Danke Werner!

„Mit 70 ist es an der Zeit aufzuhören“, so Werner Hill am vergangenen Samstag bei der Jahresabschlussfeier der Abteilung Tischtennis des TuS Waldböckelheim im Sportheim bei Anne.

Werner kann auf eine Tischtennis-Vergangenheit von mittlerweile 56 Jahren in Waldböckelheim zurückblicken. An dieser Stelle sei die siebenjährige „Pause“ von 1976 bis 1983 im Nachbarort Duchroth hinten angestellt: „Ja, es war nicht immer einfach, auch mir hat es ab und zu gereicht…“. Aber gerade das macht Werner aus. Seine stets ehrliche, aber auch direkte Art hat die Abteilung über viele Jahre zusammengehalten. Mit 17 Jahren wurde Werner Hill erstmals zum Abteilungsleiter gewählt und stellte somit den Fortbestand der Abteilung nach der Niederlegung des Amtes des vorherigen Abteilungsleiters Lothar Fuchs sicher. Zeitgleich war er Mannschaftsführer von drei Mannschaften – heute unvorstellbar. „Ohne meine Frau wäre Vieles nicht möglich gewesen; sie hat mir bei der Organisation und Planung immer geholfen“, fügt Werner mit einem grinsenden Blick Richtung Ehefrau Irmtraud hinzu.

Nach seinem Amt als Abteilungsleiter war Werner Hill im Laufe der Zeit zudem fester Bestandteil der ersten Mannschaft und war als sportlicher Leiter des Jugendbereiches für die Nachwuchsarbeit im Waldböckelheimer Tischtennis tätig.

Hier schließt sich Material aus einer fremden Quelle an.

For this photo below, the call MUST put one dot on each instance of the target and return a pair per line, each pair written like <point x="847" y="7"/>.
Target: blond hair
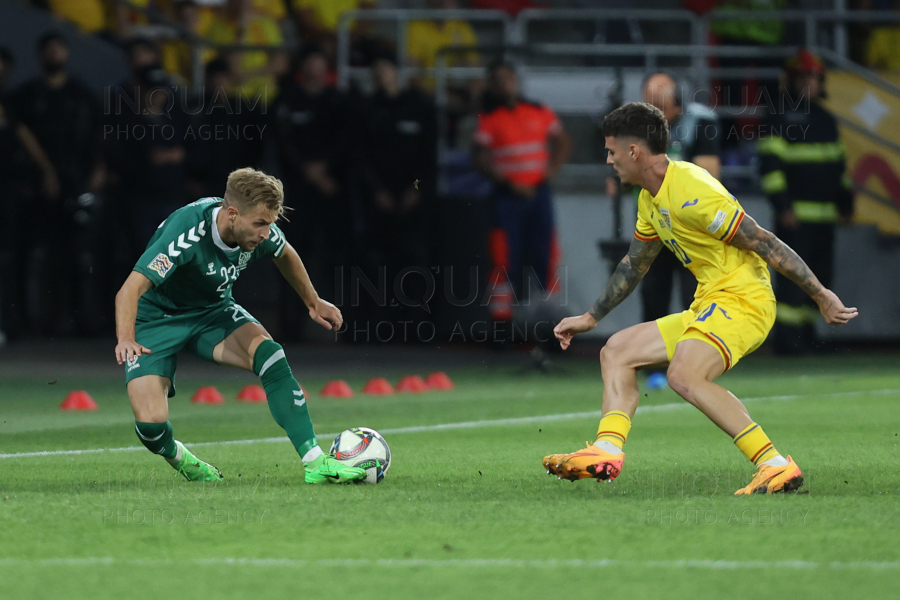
<point x="248" y="188"/>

Der Abteilung Tischtennis bleibt nichts Anderes als „Danke“ zu sagen. Danke für das jahrelange herausragende Engagement, den Willen und die Bereitschaft den Tischtennissport in Waldböckelheim zu dem zu machen, was er heute ist. Werner Hill schließt die feierliche Übergabe: „Mit den beiden jungen Männern neben mir und den restlichen Aktiven wird es auch die nächsten 20 bis 30 Jahre weiterhin Tischtennis in Waldböckelheim geben“. Trotz seines sportlichen Abschiedes bleibt er dem Tischtennis weiterhin eng verbunden, so jagen sein Schwiegersohn und Enkel mittlerweile ebenfalls dem kleinen weißen Ball beim TuS Waldböckelheim nach.

„Danke Werner“. Mit einem selbst gestalteten Poloshirt würdigen Niklas Wohlleben und Stefan Haas die jahrzehntelange Vereinsarbeit ihres Tischtennis-„Urgesteins“ Werner Hill.